The other problem you mention, of summarising a normalised likelihood sample rather than optimising it, is twofold, I think. One is the likelihood-free / ABC argument where you can still get a posterior sample even if you can’t evaluate the likelihood, although I think you will always need, at least in a philosophical distinction, priors for that. The other is maybe the counter-argument, where summarising a sample gives stable, sufficient statistics, while trying to find the maximum density point involves density estimation, which gets hard in high-dimensional space as the distance between draws massively increases.

I agree there is no difference, but hardcore frequentists argue that there is, and appeal to ontology, though not in a very well-constructed way, in my experience. If we want to argue that there is no difference, then we need to meet them in the philosophical battlefield. Saying that it comes to the same number in the end will not wash. That’s part of what I’ve tried to put down as a standpoint for inference. I think we should be eclectic, but justify our choices in each case, not just pick what’s easy and certainly we shouldn’t mix estimands in the same project (as many network meta-analyses do).

Anyway, I asked this question because I’m interested in bridging the gap in the other direction, showing people who are scared of Bayes that they can use sampler algorithms for likelihood-based inference. There may be some who are scared of likelihood too, of course… I can’t help them.

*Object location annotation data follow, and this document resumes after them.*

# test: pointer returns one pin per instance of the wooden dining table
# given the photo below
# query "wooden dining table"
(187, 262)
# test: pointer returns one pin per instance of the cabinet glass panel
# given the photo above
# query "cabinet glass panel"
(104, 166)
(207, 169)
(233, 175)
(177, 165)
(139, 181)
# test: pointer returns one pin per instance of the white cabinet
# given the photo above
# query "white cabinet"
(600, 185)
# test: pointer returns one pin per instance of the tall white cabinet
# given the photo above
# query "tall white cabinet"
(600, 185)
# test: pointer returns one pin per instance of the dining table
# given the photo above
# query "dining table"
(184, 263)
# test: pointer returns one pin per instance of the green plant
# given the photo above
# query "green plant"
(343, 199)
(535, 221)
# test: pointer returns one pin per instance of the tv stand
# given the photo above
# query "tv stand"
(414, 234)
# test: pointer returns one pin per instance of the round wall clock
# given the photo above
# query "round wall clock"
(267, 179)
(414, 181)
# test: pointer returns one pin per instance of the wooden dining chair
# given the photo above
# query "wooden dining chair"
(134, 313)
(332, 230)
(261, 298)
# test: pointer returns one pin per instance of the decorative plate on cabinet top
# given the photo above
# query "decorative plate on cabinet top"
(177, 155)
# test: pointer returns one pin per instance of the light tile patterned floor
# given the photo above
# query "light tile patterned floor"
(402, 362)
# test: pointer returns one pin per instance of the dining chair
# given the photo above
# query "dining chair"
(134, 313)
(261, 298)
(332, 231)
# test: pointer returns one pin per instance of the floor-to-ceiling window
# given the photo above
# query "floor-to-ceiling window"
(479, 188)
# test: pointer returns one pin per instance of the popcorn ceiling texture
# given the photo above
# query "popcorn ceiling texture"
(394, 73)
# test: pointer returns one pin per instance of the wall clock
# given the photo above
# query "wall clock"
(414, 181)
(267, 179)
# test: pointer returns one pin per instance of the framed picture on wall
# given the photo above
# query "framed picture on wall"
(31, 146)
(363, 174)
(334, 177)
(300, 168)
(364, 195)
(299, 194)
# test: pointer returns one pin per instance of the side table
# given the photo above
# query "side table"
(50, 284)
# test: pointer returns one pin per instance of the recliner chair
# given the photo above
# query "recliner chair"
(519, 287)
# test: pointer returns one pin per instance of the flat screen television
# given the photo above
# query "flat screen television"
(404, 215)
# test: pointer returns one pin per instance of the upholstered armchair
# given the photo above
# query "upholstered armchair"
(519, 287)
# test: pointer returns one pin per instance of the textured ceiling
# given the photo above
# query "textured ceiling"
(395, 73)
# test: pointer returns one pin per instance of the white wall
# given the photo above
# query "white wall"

I agree up to the battlefield metaphor, most people aren’t hardcore frequentists or bayesians and don’t care about the any battle. I was in a philosophy of science conference this July and was accused of peddling “bayesian propaganda” because I said something along the lines of ‘bayesian inference is the natural approach to formulating a hierarchical inference problem’. His arguments was that up to the priors any inference problem you could set up in a bayesian way you could set up in a frequenstist framework, and it was because the former required a deeper understanding of inference that it endeded up being more sophisticated, not anything intrinsic to bayesianism.

I realize a lot of people will, but I’m not sure I even have a problem with the definition that bayesian statistics is simply one that uses bayes rule and therefore priors. If that’s the case, though, the flat-prior assumption makes frequentist inference a particular case of bayesian inference and the choice between them would require understanding the assumptions of either approach. It kind of boils down to “choose whatever you like, but be prepared to justify the implications”.